The royal hall was unimpressive. Like many of the new buildings of Lundenburh, overshadowed by mightier ruins, it was a simple framework of oaken posts, so new you could smell the drying mud of the walls. But, floored by reused Roman roof tiles and with a fire blazing in the big central hearth, it was warm and well-lit, and its walls were adorned with tapestries and bosses of silver and gold.
Alfred himself sat on a handsome giving-throne that looked as if it had been carved out of a single massive trunk. On his head was the crown he had worn in the field that day at Ethandune. He still had his taste for display; his tunic, a rich purple, looked like silk from Constantinople. Flanked by clerks, he was working his way through a mound of papers, signing, hastily amending lines here and there with a pen adorned by a handsome jewel. But Alfred’s skin was sallow, his tall frame was skeletal, and he habitually held a handkerchief to his mouth. Yet he laboured steadily. The years had been much harder on Alfred than on Cynewulf, who now felt ashamed of his own self-pity.
One of Alfred’s famous candle-clocks burned down on a table. It was a row of six candles, each marked with four lines to map the hours, and connected to the others by lengths of wick, so that the burning-down of one would light the next. Invented by the King himself, it was a way of keeping track of time without reference to the sun. In this as in all things Alfred liked order, control, and records.

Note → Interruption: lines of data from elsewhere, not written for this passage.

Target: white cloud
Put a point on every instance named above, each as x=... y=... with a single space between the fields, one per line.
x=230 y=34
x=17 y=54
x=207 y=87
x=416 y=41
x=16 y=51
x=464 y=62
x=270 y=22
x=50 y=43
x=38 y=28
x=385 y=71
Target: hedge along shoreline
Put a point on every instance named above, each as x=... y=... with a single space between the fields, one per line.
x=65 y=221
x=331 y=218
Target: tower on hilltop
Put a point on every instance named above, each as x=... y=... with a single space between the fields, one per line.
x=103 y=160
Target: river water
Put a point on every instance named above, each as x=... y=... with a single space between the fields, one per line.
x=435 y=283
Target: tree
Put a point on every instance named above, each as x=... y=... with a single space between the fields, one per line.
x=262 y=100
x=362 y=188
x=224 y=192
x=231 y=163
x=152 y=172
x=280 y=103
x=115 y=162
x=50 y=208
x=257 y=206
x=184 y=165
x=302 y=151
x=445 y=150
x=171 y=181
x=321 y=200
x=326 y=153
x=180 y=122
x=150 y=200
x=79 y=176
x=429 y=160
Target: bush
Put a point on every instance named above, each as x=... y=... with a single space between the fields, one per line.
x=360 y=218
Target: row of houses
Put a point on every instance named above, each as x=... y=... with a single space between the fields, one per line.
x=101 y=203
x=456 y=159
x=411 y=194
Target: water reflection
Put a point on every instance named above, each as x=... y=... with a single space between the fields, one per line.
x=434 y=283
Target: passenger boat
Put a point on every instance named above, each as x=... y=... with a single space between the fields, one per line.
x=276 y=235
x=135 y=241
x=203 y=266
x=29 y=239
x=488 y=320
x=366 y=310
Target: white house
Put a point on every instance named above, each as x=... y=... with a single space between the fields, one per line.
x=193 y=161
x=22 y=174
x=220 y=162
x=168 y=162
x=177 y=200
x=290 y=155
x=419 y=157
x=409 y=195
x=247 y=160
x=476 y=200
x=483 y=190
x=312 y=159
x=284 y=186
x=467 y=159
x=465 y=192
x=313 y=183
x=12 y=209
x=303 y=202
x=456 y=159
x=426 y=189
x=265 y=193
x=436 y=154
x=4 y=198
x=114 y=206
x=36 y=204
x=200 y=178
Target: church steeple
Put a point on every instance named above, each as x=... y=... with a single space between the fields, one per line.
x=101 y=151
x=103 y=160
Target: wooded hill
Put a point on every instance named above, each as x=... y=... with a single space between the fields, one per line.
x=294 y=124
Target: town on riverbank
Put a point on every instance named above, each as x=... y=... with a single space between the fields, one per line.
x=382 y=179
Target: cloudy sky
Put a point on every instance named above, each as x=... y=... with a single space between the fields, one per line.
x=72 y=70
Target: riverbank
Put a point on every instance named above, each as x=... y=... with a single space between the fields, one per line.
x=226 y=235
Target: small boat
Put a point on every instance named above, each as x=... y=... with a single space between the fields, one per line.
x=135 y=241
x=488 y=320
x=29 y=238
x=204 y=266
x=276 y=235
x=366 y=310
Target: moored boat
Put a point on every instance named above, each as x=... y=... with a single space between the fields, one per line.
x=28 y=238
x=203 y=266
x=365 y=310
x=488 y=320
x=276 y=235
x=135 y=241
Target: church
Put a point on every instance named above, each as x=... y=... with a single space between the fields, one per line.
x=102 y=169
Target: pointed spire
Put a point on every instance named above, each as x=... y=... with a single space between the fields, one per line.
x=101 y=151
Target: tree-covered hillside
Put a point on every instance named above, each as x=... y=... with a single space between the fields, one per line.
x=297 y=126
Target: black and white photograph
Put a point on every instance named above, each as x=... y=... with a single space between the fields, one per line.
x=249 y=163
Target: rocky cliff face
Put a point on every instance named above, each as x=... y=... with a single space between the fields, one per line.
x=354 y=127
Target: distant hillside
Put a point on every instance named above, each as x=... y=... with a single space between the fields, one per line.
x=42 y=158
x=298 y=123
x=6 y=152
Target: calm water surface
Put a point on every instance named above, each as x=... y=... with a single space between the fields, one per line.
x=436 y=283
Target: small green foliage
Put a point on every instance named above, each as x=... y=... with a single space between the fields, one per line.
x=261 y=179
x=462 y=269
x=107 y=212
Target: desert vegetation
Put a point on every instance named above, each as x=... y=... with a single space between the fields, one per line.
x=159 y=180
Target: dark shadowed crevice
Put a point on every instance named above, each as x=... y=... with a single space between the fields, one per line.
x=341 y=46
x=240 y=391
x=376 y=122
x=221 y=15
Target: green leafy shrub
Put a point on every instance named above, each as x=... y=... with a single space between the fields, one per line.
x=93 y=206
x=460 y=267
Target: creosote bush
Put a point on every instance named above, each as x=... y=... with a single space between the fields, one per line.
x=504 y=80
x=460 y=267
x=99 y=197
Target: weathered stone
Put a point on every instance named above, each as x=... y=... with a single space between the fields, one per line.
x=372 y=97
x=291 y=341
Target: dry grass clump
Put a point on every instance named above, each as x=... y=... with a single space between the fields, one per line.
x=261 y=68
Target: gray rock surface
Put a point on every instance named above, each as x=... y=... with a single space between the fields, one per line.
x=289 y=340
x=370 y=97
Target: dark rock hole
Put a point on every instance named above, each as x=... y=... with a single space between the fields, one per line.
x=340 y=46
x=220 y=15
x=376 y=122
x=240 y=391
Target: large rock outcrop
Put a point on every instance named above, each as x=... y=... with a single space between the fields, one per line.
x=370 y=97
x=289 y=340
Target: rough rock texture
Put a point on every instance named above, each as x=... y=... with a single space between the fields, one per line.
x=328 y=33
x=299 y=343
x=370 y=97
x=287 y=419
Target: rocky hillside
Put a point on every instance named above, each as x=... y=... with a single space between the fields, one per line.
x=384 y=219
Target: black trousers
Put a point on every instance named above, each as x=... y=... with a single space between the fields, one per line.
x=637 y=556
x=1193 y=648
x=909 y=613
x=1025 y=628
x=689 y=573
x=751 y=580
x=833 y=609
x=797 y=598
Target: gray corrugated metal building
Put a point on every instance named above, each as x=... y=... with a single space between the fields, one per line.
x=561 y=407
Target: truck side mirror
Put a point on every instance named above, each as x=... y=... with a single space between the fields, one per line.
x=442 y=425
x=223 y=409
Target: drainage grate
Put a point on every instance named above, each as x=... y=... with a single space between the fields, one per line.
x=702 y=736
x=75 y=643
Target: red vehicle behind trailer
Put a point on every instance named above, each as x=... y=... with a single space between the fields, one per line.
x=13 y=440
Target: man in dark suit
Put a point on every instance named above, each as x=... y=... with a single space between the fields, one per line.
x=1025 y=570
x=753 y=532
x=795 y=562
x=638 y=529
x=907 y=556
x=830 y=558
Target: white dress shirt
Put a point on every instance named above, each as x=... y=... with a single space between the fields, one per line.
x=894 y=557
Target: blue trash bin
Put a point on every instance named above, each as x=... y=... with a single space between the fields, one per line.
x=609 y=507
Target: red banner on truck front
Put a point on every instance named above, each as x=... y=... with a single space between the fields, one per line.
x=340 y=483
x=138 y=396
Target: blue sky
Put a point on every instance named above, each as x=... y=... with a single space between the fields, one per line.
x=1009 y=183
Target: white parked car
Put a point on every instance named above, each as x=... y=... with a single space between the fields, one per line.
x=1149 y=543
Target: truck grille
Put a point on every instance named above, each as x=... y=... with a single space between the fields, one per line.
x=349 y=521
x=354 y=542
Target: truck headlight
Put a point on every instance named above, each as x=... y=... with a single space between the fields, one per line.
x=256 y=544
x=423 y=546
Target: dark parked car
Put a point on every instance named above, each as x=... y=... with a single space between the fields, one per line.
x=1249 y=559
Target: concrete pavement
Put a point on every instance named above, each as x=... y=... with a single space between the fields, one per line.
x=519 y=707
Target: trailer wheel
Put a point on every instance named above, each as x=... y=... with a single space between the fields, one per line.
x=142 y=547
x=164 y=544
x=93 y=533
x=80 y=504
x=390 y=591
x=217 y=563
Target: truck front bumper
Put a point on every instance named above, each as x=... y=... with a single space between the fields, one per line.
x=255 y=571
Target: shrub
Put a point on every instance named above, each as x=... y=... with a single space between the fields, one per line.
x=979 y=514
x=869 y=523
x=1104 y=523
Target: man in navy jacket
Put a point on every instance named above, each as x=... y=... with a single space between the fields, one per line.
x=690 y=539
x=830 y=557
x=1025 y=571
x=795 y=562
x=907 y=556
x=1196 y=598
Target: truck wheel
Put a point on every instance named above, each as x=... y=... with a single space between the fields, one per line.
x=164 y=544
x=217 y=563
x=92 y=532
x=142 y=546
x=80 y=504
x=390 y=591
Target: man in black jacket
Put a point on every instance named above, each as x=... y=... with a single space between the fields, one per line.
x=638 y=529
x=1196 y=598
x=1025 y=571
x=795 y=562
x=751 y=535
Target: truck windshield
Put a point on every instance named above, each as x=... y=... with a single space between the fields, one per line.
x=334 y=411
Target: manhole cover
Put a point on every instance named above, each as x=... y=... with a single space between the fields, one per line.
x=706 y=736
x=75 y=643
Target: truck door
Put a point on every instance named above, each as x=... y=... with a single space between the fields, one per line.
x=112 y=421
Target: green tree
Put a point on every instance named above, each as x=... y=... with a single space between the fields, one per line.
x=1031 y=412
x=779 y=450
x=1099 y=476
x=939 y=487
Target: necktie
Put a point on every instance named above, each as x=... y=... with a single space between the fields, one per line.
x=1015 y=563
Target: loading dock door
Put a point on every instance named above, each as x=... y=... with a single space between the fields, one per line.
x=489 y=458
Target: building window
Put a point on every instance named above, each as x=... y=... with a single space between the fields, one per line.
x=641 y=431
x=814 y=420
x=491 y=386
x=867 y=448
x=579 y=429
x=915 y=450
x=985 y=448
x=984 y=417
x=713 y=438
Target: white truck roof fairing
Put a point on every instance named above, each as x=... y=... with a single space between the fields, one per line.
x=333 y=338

At last Alfred shooed away his clerks, like chasing away geese. ‘It is good to see you, priest. I have my hearth-companions look out for veterans of those days at Aethelingaig and Ethandune.’
‘I’d hardly call myself a veteran—’
‘You did your part, Cynewulf. You and that enigmatic prophecy of yours. And you still have your reward?’
Cynewulf lifted up his arm so that his silver ring showed. Saberht gaped. He hadn’t known that this feeble old priest owned such a ring, a gift from a king.
‘I like to see those left alive,’ Alfred said, ‘so that I can refresh my memory of those who fell. Like your cousin Arngrim. His men gave him a ship burial, you know. On a tub we captured from the Danes.’
‘Yes. Arngrim lived and died a pagan, and there was nothing I or any priest could do about that.’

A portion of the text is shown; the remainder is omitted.